Adding Paolo.
Michal Privoznik <mprivozn(a)redhat.com> writes:
On 02.09.2016 01:11, Alex Williamson wrote:
> Hey,
>
> I'm out of my QOM depth, so I'll just beg for help in advance. I
> noticed in testing vfio-pci hotunplug that the host seems to be trying
> to reclaim the device before QEMU is actually done with it, there's a
> very short race where libvirt has seen the DEVICE_DELETED event and
> tries to unbind the physical device from vfio-pci, the use count is
> clearly non-zero because the host driver tries to send a device
> request, but that event channel has already been torn down. Nearly
> immediately after, QEMU finally releases the device, but we can't do a
> proper reset due to some issues with device references in the kernel.
>
> When I run gdb on QEMU with breakpoints at
> qapi_event_send_device_deleted() and vfio_instance_finalize(), the
> QAPI even happens first. Clearly this is horribly wrong, right? I
> can't unmap my references to the vfio device file until my
> instance_finalize is called, so I'm always going to have that open when
> libvirt takes the DEVICE_DELETED event as a cue to return the device to
> host drivers.

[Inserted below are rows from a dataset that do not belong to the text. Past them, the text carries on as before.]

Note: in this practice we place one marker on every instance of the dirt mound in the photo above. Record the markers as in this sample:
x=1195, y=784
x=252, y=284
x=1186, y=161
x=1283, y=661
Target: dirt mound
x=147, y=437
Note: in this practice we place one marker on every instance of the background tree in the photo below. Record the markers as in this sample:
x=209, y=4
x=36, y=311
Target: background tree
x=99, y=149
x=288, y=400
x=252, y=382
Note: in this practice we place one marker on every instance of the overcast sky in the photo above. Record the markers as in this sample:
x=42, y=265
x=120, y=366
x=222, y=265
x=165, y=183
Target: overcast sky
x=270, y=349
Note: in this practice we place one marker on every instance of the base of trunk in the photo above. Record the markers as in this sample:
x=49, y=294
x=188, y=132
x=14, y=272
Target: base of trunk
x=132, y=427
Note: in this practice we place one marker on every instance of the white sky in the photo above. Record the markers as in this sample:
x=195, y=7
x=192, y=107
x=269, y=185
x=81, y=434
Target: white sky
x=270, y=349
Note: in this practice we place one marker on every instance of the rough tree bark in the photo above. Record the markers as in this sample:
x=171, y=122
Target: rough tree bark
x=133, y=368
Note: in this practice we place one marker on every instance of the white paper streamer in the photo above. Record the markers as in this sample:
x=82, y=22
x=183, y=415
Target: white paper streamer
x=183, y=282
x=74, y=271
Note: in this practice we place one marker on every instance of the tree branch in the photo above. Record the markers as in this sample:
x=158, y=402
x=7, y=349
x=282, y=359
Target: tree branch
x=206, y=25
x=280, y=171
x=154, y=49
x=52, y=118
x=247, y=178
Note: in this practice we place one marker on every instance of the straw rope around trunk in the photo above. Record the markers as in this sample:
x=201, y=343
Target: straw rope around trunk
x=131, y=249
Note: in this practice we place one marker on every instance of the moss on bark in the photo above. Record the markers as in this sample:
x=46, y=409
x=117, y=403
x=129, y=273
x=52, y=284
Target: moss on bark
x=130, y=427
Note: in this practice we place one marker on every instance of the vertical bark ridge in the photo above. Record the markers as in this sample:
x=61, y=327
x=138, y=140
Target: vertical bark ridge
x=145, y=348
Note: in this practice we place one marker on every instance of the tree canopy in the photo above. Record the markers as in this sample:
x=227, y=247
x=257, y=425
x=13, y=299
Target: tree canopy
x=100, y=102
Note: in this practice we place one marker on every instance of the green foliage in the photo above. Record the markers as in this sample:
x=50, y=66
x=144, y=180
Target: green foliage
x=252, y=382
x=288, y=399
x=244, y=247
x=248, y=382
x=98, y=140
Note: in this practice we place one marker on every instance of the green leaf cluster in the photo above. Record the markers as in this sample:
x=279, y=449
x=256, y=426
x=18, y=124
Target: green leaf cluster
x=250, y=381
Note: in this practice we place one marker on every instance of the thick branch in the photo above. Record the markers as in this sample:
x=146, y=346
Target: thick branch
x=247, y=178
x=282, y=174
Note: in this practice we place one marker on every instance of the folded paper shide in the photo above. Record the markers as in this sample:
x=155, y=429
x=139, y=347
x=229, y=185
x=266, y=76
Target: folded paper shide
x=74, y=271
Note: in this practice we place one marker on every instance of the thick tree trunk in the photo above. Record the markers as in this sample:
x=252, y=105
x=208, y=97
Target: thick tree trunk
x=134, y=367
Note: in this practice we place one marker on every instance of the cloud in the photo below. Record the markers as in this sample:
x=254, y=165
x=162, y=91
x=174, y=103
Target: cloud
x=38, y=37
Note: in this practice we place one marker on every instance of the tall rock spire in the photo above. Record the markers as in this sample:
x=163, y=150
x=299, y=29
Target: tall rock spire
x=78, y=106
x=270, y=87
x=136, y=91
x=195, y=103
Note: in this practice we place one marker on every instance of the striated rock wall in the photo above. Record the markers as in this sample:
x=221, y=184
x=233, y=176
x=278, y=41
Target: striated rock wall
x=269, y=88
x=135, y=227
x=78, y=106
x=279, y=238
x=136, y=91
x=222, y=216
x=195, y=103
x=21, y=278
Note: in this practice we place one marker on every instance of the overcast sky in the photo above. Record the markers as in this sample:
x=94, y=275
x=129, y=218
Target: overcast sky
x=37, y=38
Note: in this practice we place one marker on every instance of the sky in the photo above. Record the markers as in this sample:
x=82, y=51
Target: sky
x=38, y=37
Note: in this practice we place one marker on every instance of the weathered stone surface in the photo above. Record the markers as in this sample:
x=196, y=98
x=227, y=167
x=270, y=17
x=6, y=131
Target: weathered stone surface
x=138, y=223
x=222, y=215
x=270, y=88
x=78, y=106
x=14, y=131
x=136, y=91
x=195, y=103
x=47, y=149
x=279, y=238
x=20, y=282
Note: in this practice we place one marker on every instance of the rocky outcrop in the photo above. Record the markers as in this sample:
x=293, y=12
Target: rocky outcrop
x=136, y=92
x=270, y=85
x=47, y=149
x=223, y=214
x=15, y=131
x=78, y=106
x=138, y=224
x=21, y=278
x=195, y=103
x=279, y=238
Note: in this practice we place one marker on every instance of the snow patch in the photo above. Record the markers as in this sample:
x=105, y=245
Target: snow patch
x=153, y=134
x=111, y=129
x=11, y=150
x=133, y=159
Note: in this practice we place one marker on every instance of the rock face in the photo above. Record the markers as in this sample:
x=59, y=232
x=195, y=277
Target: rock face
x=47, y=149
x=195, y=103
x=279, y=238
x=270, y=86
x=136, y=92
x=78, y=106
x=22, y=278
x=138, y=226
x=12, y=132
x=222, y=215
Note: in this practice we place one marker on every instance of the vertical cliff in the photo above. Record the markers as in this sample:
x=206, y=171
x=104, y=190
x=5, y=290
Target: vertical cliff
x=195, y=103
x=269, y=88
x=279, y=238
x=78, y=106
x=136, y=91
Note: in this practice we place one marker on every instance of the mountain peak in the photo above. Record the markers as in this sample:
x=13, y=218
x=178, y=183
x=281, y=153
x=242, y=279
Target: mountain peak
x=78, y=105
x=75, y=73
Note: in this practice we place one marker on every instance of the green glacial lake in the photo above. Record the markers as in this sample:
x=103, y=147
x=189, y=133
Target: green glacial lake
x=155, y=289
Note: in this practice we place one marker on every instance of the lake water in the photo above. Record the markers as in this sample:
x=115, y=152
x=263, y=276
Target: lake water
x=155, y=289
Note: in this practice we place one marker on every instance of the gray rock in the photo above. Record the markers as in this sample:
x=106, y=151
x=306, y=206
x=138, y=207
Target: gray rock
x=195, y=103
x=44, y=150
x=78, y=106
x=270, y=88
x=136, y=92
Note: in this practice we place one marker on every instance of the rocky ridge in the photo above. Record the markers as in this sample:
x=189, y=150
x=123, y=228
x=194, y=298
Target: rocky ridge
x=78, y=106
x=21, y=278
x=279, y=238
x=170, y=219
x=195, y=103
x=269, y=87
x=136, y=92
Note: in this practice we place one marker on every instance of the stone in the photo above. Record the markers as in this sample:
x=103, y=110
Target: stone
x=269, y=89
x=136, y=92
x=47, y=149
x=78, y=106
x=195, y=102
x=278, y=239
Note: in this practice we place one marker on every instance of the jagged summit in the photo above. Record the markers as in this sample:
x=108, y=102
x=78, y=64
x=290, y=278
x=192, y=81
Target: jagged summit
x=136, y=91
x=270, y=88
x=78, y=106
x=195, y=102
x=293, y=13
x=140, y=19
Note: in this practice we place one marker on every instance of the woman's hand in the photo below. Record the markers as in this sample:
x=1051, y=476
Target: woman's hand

The call chains look like this:
>
> #0 qapi_event_send_device_deleted (has_device=true,
> device=0x7f5ca3e36fb0 "hostdev0",
> path=0x7f5c89e84fe0 "/machine/peripheral/hostdev0",
> errp=0x7f5ca241f9e8 <error_abort>) at qapi-event.c:412
> #1 0x00007f5ca1701608 in device_unparent (obj=0x7f5ca43ffc00)
> at hw/core/qdev.c:1115
> #2 0x00007f5ca18b7891 in object_finalize_child_property (obj=0x7f5ca380f500,
> name=0x7f5ca3f21da0 "hostdev0", opaque=0x7f5ca43ffc00) at
qom/object.c:1362
> #3 0x00007f5ca18b56b2 in object_property_del_child (obj=0x7f5ca380f500,
> child=0x7f5ca43ffc00, errp=0x0) at qom/object.c:422
> #4 0x00007f5ca18b5790 in object_unparent (obj=0x7f5ca43ffc00)
> at qom/object.c:441
> #5 0x00007f5ca16c1f31 in acpi_pcihp_eject_slot (s=0x7f5ca4c41268, bsel=0,
> slots=4) at hw/acpi/pcihp.c:139
>
>
> #0 vfio_instance_finalize (obj=0x7f5ca43ffc00)
> at /net/gimli/home/alwillia/Work/qemu.git/hw/vfio/pci.c:2731
> #1 0x00007f5ca18b57c0 in object_deinit (obj=0x7f5ca43ffc00,
> type=0x7f5ca376f490) at qom/object.c:448
> #2 0x00007f5ca18b5831 in object_finalize (data=0x7f5ca43ffc00)
> at qom/object.c:462
> #3 0x00007f5ca18b6782 in object_unref (obj=0x7f5ca43ffc00) at qom/object.c:896
> #4 0x00007f5ca1550cc0 in memory_region_unref (mr=0x7f5ca43fff00)
> at /net/gimli/home/alwillia/Work/qemu.git/memory.c:1476
> #5 0x00007f5ca1553886 in do_address_space_destroy (as=0x7f5ca43ffe10)
> at /net/gimli/home/alwillia/Work/qemu.git/memory.c:2272
>
>
> It appears that DEVICE_DELETED only means the VM is done with the
> device but libvirt is interpreting it as QEMU is done with the device.
> Which is correct? Do we need a new event or do we need to fix the
> ordering of this event? An ordering fix would be more compatible with
> existing libvirt. Thanks,
What an interesting race. I think the even should be sent only after
both guest and qemu are done with the device. Having two events looks
like too much granularity to me. I mean, even if libvirt learns that
guest has detached device, it still can't do anything until qemu clears
its internal state.
On the other hand, it is clearly documented that the DEVICE_DELETED
event is sent as soon as guest acknowledges completion of device
removal. So libvirt's buggy if we'd follow documentation strictly. But
then again, I don't see much information value in "guest has detached
device but qemu hasn't yet" event. Libvirt would ignore such event.
Unless I'm missing something, libvirt needs an event that signals "Guest
and QEMU are done with this device". Current DEVICE_DELETED isn't.
Can we imagine a use for current DEVICE_DELETED, i.e. "Guest is done,
but QEMU isn't"?
Would anything break if we changed semantics of DEVICE_DELETED to what
libvirt actually needs?
If the answers are "no" and "no", let's do it.